In [1]:
import requests
import torch
import torch.nn as nn
from torch.utils.data import Dataset, DataLoader
from torchvision import transforms
import numpy as np
import time
import base64
import json
import io

In [39]:
# 1. Constants
TOKEN = "REDACTED"
SEED = "REDACTED"
PORT = "REDACTED"
MAX_QUERIES = 10  # Max 10k images (10 queries × 1000 images)
NUM_SAMPLES = 2  # Average 2 queries per batch to reduce noise

In [34]:
# 2. Dataset Class with RGB Conversion
class TaskDataset(Dataset):
    def __init__(self, images, transform=None):
        self.images = images
        self.transform = transform

    def __len__(self):
        return len(self.images)

    def __getitem__(self, idx):
        img = self.images[idx]
        if img.mode != 'RGB':
            img = img.convert('RGB')
        if self.transform:
            img = self.transform(img)
        return img

In [36]:
# 5. Noise-Averaged Query Function
def get_averaged_representations(images, port, num_samples=NUM_SAMPLES):
    all_reps = []
    for _ in range(num_samples):
        pil_images = [transforms.ToPILImage()(img) for img in images]
        payload = encode_images(pil_images)
        response = requests.get(
            f"http://34.122.51.94:{port}/query",
            files={"file": payload},
            headers={"token": TOKEN}
        )
        if response.status_code == 200:
            reps = torch.tensor(response.json()["representations"], dtype=torch.float32)
            all_reps.append(reps)
        else:
            raise Exception(f"Query failed: {response.status_code}, {response.json()}")
        time.sleep(60)  # Rate limit
    return torch.mean(torch.stack(all_reps), dim=0)

In [23]:
# 4. Launch API & Load Data
public_dataset = torch.load("ModelStealingPub.pt", weights_only=False)
transform = transforms.Compose([
    transforms.ToTensor(),
    transforms.Normalize(mean=[0.485, 0.456, 0.406], std=[0.229, 0.224, 0.225])
])

In [24]:

dataset = TaskDataset(public_dataset.imgs, transform=transform)
train_loader = DataLoader(dataset, batch_size=32, shuffle=True)

In [25]:
# 6. Collect Data with Noise Averaging
all_images = []
all_representations = []

for i in range(MAX_QUERIES):
    start_idx = i * 1000
    batch_images = [dataset[start_idx + j] for j in range(1000)]
    batch_tensor = torch.stack(batch_images)  # Shape: (1000, 3, 32, 32)
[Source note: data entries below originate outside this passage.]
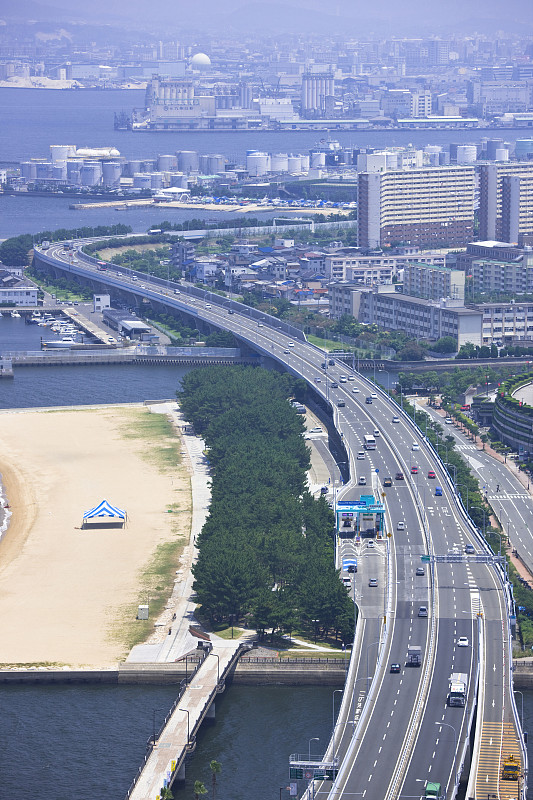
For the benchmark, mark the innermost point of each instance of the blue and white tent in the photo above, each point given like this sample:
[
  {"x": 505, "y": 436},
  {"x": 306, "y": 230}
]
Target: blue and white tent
[{"x": 105, "y": 510}]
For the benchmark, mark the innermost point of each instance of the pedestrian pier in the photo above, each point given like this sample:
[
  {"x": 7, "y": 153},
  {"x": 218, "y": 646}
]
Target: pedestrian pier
[{"x": 168, "y": 749}]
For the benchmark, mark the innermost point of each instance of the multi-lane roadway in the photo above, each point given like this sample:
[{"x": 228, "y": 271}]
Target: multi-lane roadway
[{"x": 395, "y": 731}]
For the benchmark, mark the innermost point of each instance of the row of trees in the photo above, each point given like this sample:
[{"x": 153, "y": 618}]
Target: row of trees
[{"x": 266, "y": 549}]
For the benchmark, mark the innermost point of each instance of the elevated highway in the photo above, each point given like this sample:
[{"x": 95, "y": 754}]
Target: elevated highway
[{"x": 395, "y": 731}]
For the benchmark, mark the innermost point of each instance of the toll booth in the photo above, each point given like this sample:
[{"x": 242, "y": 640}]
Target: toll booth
[{"x": 359, "y": 518}]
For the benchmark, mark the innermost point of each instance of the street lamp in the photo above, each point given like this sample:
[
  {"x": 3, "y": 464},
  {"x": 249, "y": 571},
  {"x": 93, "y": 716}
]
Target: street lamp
[
  {"x": 454, "y": 738},
  {"x": 314, "y": 739},
  {"x": 154, "y": 712}
]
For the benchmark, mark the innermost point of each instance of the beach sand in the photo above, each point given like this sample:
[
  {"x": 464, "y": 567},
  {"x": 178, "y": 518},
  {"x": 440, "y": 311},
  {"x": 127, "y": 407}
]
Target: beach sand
[{"x": 68, "y": 593}]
    # Query the same batch multiple times and average
    avg_reps = get_averaged_representations(batch_images, PORT, num_samples=NUM_SAMPLES)

    all_images.append(batch_tensor)
    all_representations.append(avg_reps)
    print(f"Collected batch {i+1}/{MAX_QUERIES}")



Collected batch 1/10
Collected batch 2/10
Collected batch 3/10
Collected batch 4/10
Collected batch 5/10
Collected batch 6/10
Collected batch 7/10
Collected batch 8/10
Collected batch 9/10
Collected batch 10/10


In [26]:
# Flatten collected data
all_images = torch.cat(all_images)
all_representations = torch.cat(all_representations)
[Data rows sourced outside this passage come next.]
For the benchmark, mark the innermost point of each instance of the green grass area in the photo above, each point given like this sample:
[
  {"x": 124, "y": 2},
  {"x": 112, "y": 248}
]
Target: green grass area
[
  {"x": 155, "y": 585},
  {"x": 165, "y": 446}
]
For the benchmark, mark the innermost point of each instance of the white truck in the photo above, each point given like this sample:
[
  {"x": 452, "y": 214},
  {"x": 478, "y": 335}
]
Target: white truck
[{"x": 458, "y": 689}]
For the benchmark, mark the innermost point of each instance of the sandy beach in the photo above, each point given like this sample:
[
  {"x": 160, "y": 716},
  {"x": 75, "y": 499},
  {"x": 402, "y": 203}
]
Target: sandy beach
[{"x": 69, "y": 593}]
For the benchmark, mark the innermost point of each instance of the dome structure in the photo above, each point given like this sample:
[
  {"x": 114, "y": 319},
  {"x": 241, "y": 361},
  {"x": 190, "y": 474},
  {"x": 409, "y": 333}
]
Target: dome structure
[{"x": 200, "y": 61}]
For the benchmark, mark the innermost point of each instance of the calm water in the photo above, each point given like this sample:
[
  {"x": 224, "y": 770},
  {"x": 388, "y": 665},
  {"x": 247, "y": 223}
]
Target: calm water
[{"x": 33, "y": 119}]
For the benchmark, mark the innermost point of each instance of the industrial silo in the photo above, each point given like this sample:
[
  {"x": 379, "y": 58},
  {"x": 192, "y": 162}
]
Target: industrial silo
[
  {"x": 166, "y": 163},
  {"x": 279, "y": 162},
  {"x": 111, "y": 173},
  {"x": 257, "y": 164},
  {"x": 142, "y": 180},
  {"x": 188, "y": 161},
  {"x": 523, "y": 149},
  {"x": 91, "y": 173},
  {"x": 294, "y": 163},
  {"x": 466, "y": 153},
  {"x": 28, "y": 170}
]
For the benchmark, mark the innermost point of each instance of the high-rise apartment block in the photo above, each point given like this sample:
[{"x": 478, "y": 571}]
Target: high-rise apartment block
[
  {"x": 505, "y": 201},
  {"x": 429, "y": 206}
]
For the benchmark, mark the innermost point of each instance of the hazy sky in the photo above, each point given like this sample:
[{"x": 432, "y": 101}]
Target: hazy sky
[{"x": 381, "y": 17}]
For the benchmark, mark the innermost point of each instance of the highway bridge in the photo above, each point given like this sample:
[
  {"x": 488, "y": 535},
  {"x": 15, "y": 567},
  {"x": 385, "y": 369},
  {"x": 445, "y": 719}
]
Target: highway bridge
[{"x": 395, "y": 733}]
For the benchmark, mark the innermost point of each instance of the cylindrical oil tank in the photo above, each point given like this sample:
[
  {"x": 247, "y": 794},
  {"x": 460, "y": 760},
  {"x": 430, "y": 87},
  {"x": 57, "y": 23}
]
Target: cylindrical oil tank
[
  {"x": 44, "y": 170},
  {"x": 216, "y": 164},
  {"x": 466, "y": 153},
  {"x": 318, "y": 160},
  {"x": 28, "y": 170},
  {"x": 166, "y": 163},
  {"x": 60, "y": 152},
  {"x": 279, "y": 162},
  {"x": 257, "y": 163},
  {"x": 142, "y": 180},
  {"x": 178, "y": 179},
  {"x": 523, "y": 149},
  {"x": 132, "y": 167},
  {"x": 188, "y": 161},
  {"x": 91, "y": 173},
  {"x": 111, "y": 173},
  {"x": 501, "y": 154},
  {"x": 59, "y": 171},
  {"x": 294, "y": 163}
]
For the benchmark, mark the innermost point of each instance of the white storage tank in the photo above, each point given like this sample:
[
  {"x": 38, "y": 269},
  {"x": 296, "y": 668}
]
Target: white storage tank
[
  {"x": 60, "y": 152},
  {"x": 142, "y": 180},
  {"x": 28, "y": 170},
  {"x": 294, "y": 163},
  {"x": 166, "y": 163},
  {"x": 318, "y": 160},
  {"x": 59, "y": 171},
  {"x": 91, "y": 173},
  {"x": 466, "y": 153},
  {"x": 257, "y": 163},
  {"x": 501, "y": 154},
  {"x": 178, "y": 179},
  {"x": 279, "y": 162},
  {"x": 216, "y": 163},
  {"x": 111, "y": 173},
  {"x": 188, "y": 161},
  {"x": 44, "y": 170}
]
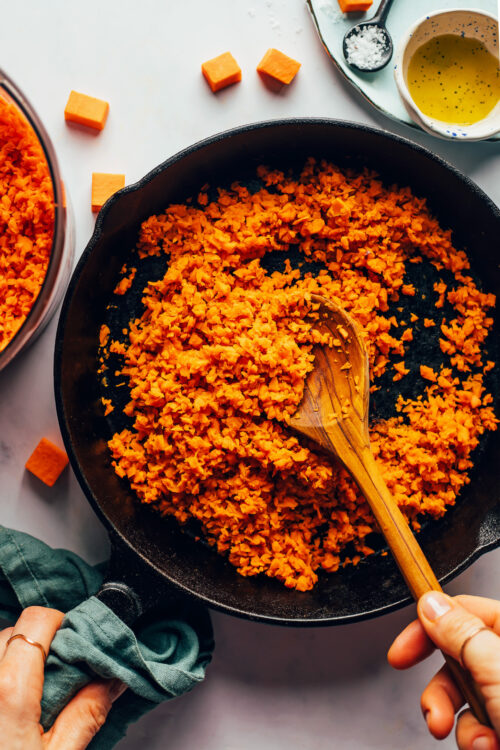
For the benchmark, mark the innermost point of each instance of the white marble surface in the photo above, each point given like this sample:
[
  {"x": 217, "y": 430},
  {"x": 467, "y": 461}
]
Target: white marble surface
[{"x": 269, "y": 687}]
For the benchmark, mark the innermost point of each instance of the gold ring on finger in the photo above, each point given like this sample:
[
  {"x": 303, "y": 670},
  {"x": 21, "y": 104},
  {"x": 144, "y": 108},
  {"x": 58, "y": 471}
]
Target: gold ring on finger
[{"x": 30, "y": 642}]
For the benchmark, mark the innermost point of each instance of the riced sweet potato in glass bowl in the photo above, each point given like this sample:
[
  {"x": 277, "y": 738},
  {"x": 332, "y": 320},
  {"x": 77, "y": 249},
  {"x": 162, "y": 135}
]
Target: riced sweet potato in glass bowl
[{"x": 36, "y": 237}]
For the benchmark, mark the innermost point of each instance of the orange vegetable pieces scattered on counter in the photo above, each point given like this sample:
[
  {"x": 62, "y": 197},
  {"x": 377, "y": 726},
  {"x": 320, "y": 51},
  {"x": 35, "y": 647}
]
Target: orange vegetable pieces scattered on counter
[
  {"x": 279, "y": 66},
  {"x": 349, "y": 6},
  {"x": 47, "y": 462},
  {"x": 103, "y": 187},
  {"x": 86, "y": 110},
  {"x": 221, "y": 71}
]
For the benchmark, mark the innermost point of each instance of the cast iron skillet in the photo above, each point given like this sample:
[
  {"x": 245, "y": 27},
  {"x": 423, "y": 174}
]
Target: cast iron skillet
[{"x": 152, "y": 559}]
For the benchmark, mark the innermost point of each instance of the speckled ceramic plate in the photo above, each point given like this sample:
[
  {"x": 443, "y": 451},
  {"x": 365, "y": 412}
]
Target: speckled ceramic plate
[{"x": 380, "y": 88}]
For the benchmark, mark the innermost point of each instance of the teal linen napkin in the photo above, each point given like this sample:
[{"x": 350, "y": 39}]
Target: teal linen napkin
[{"x": 164, "y": 658}]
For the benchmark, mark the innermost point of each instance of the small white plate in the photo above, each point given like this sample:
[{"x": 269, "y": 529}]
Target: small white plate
[{"x": 380, "y": 88}]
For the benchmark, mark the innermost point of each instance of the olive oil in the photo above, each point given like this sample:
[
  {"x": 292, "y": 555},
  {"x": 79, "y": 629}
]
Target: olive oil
[{"x": 454, "y": 79}]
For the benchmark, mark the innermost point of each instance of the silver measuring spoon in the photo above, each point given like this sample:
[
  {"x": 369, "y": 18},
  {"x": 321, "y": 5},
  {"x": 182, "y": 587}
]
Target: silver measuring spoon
[{"x": 367, "y": 46}]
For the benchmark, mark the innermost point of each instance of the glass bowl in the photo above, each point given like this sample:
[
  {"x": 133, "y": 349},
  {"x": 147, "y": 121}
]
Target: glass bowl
[
  {"x": 61, "y": 256},
  {"x": 467, "y": 22}
]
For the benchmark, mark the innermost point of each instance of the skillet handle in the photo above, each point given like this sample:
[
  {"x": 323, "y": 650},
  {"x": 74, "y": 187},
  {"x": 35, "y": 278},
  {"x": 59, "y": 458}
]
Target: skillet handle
[{"x": 130, "y": 587}]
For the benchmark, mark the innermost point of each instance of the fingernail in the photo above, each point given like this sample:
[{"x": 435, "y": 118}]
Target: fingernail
[
  {"x": 482, "y": 743},
  {"x": 435, "y": 605},
  {"x": 115, "y": 689}
]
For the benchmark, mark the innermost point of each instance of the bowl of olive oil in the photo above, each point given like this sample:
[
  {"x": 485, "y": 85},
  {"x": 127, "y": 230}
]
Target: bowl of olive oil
[{"x": 448, "y": 75}]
# 7. Define Model and Loss
model = nn.Sequential(
    nn.Conv2d(3, 32, kernel_size=3, padding=1),
    nn.ReLU(),
    nn.MaxPool2d(2),
    nn.Conv2d(32, 64, kernel_size=3, padding=1),
    nn.ReLU(),
    nn.MaxPool2d(2),
    nn.Flatten(),
    nn.Linear(64 * 8 * 8, 1024)
)

criterion = nn.MSELoss()
optimizer = torch.optim.Adam(model.parameters(), lr=1e-3)


In [30]:
# 8. Train Loop
train_dataset = torch.utils.data.TensorDataset(all_images, all_representations)
train_loader = DataLoader(train_dataset, batch_size=32, shuffle=True)

for epoch in range(20):  # Train for 5 epochs
    model.train()
    total_loss = 0
    for images, targets in train_loader:
        stolen_reps = model(images.float())  # Ensure float32
        loss = criterion(stolen_reps, targets.float())  # Ensure targets are float32
        optimizer.zero_grad()
        loss.backward()
        optimizer.step()
        total_loss += loss.item()
    print(f"Epoch {epoch+1}, Loss: {total_loss/len(train_loader):.4f}")


Epoch 1, Loss: 0.0014
Epoch 2, Loss: 0.0014
Epoch 3, Loss: 0.0014
Epoch 4, Loss: 0.0013
Epoch 5, Loss: 0.0013
Epoch 6, Loss: 0.0012
Epoch 7, Loss: 0.0012
Epoch 8, Loss: 0.0012
Epoch 9, Loss: 0.0011
Epoch 10, Loss: 0.0011
Epoch 11, Loss: 0.0011
Epoch 12, Loss: 0.0010
Epoch 13, Loss: 0.0010
Epoch 14, Loss: 0.0011
Epoch 15, Loss: 0.0010
Epoch 16, Loss: 0.0010
Epoch 17, Loss: 0.0009
Epoch 18, Loss: 0.0009
Epoch 19, Loss: 0.0009
Epoch 20, Loss: 0.0008


In [31]:
path = "submission.onnx"
dummy_input = torch.randn(1, 3, 32, 32)
torch.onnx.export(
    model,
    dummy_input,
    path,
    input_names=["x"],
    output_names=["output"],
    dynamic_axes={"x": {0: "batch_size"}},
    opset_version=13
)

In [32]:

# 10. Submit to Server
response = requests.post(
    "http://34.122.51.94:9090/stealing",
    files={"file": open(path, "rb")},
    headers={"token": TOKEN, "seed": SEED}
)
print(response.json())

{'L2': 5.882108211517334}